This Month
Published: 30 January 2014

Points of View

Bar charts and box plots

Marc Streit¹ &
Nils Gehlenborg²

Nature Methods volume 11, page 117 (2014)Cite this article

84k Accesses
53 Citations
85 Altmetric
Metrics details

Subjects

Creating a simple yet effective plot requires an understanding of data and tasks.

Bar charts and box plots are omnipresent in the scientific literature. They are typically used to visualize quantities associated with a set of items. Representing the data accurately, however, requires choosing the appropriate plot according to the nature of the data and the task at hand. Bar charts are appropriate for counts, whereas box plots should be used to represent the characteristics of a distribution.

Bar charts encode quantities by length, which is a highly accurate visual encoding and preferred over the angle-based strategy used in pie charts (Fig. 1a). Often the counts that we want to represent are sums over multiple categories. There are several options to visualize such data using bar charts. Stacked bar charts (Fig. 1b) are the best choice if we are primarily interested in comparing the overall quantities across items but also want to illustrate the contribution of each category to the totals. A common application for stacked bar charts is to visualize rankings that are derived from multiple attributes¹. If, instead of the distribution of the overall quantities, we are primarily interested in the distribution of values in each category across all items, a layered bar chart (Fig. 1c) is the appropriate solution. Comparisons within each category are more accurate in layered bar charts than in stacked bar charts because layered bar charts provide a common baseline for the values in each category. However, if our primary goal is to enable comparisons of values across categories within each item while still enabling comparisons across items, then a grouped bar chart (Fig. 1d) is the ideal solution.
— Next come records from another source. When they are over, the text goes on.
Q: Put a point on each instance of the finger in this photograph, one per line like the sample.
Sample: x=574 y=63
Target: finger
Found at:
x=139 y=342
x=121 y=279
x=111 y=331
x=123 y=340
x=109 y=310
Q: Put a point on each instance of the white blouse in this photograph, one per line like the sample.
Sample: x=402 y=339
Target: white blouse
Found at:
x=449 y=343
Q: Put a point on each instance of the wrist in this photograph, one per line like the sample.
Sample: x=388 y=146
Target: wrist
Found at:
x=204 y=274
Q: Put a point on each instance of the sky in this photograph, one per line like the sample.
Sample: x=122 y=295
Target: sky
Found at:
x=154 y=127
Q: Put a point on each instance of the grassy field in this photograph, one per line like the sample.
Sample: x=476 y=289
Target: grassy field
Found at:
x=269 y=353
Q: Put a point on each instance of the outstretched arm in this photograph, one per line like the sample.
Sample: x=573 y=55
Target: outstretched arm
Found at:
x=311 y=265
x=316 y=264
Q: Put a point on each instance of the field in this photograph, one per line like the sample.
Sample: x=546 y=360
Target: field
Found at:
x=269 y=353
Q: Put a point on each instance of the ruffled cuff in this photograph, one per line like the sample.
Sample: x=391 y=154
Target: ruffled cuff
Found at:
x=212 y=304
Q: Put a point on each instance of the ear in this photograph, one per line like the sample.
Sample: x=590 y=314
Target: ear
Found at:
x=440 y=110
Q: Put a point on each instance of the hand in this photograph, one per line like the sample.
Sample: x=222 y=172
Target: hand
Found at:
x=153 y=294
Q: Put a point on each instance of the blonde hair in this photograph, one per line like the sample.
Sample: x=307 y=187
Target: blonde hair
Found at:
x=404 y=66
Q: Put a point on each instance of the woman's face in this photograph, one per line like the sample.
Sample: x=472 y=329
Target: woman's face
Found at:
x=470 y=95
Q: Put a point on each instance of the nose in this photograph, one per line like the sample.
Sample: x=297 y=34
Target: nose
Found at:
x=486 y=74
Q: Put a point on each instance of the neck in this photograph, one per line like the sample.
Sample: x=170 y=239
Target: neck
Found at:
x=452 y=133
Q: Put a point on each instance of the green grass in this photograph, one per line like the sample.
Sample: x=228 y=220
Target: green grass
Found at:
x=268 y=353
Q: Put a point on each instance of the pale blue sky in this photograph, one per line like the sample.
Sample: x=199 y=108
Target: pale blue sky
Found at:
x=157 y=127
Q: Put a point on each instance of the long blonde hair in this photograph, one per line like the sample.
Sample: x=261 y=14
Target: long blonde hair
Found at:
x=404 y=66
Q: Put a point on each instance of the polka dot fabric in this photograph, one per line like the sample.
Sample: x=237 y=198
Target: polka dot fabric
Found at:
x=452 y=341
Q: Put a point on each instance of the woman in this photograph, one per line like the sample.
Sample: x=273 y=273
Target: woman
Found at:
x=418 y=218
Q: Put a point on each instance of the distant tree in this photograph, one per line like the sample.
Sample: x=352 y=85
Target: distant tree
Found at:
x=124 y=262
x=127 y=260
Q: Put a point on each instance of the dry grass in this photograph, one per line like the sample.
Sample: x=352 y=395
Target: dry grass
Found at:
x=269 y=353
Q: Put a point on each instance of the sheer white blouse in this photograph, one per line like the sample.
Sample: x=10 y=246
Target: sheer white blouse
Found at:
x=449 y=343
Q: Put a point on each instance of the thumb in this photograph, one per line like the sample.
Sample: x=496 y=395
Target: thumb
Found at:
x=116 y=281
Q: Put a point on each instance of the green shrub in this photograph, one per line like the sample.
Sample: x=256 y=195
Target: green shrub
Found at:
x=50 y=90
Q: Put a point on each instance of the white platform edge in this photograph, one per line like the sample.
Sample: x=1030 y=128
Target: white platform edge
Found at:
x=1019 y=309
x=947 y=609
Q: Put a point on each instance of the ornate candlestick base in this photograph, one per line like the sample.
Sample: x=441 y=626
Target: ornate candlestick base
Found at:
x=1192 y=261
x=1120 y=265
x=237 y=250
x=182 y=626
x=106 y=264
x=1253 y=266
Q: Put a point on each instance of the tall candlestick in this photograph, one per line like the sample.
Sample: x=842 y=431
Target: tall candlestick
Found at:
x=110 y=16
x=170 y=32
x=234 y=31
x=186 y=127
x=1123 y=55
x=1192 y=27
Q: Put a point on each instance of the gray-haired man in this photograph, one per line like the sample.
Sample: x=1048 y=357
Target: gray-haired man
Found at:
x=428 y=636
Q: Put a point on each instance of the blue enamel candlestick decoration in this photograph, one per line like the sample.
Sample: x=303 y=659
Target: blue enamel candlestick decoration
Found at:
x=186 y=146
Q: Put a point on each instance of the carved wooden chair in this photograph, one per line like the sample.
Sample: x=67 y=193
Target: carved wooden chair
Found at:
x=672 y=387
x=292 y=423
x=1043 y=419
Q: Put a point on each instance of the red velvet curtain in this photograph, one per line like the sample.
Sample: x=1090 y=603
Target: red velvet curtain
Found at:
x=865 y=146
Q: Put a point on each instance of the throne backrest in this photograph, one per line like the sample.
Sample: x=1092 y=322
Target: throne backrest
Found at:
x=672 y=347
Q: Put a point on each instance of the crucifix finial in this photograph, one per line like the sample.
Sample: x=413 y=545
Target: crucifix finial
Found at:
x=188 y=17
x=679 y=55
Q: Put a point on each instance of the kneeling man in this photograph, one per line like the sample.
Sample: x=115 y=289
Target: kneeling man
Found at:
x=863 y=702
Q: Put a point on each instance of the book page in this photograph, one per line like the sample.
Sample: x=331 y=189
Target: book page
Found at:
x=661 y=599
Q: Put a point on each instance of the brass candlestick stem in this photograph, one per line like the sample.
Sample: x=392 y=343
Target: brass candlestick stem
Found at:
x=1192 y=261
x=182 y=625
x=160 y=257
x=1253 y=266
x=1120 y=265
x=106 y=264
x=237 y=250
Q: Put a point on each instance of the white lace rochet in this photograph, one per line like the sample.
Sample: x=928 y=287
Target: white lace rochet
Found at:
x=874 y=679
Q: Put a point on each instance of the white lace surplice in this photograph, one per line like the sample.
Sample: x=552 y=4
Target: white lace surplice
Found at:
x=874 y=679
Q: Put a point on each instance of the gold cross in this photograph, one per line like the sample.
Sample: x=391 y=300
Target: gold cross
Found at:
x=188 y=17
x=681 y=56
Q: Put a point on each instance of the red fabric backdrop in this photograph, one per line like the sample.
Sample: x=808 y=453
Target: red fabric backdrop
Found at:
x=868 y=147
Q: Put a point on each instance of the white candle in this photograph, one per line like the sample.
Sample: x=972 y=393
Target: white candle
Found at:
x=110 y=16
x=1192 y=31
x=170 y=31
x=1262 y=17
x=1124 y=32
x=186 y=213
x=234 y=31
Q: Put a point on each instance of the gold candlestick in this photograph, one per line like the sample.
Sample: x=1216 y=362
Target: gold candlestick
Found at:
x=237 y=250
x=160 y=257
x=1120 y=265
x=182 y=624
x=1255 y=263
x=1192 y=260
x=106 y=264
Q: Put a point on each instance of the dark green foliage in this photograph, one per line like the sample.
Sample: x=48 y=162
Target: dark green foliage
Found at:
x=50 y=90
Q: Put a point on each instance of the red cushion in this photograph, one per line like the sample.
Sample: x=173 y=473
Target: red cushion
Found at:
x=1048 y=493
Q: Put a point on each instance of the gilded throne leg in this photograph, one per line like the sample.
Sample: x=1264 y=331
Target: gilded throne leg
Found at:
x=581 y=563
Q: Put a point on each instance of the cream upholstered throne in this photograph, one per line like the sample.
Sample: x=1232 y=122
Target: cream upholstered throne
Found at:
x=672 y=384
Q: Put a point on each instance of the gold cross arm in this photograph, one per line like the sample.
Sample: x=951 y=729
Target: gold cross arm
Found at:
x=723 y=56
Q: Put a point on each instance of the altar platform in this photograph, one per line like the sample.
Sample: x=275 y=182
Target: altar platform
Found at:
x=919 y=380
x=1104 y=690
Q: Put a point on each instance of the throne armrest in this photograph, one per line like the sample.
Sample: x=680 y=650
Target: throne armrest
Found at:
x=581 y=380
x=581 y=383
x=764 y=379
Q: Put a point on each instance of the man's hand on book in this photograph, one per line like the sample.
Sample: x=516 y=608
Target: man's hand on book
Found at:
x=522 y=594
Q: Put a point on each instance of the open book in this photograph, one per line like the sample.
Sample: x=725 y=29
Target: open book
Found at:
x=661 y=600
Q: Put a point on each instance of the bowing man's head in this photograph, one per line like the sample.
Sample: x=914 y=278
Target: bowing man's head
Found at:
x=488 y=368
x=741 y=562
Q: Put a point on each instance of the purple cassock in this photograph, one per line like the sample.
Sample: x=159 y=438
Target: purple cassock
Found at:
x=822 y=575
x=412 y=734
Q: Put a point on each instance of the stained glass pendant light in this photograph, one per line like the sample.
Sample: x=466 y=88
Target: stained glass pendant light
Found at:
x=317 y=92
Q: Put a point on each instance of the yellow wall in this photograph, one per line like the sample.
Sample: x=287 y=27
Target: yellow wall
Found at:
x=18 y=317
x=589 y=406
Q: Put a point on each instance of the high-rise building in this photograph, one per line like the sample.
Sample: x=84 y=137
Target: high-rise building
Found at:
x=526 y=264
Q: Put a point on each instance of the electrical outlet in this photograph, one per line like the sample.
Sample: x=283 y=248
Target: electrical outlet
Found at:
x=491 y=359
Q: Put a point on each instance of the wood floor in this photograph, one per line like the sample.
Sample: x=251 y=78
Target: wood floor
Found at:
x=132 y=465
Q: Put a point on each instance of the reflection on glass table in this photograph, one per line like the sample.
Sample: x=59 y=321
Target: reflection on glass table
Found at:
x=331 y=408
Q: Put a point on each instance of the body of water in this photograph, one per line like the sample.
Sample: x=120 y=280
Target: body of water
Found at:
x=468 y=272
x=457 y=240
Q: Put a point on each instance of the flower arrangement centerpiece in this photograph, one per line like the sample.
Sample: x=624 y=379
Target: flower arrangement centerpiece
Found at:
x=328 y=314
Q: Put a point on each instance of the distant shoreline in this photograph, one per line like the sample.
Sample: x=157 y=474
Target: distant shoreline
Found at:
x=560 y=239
If the quantities add up to the same total for each item, then a grouped bar chart is equivalent to multiple pie charts, yet a grouped bar chart affords more accurate readings of values and comparisons.

**Figure 1: Variants of bar charts and a pie chart encoding the same data.**

When we are dealing with quantities sampled from a population rather than with a set of counts, the data inherently contain uncertainty (Fig. 2a). Intuitively, one might want to add error bars to bar charts to represent such uncertainty. However, because the bars always start at zero, they can be misleading: for example, part of the range covered by the bar might have never been observed in the sample. If our goal is to represent and compare distributions, we need a representation that more accurately reflects the data that underlie the visualization.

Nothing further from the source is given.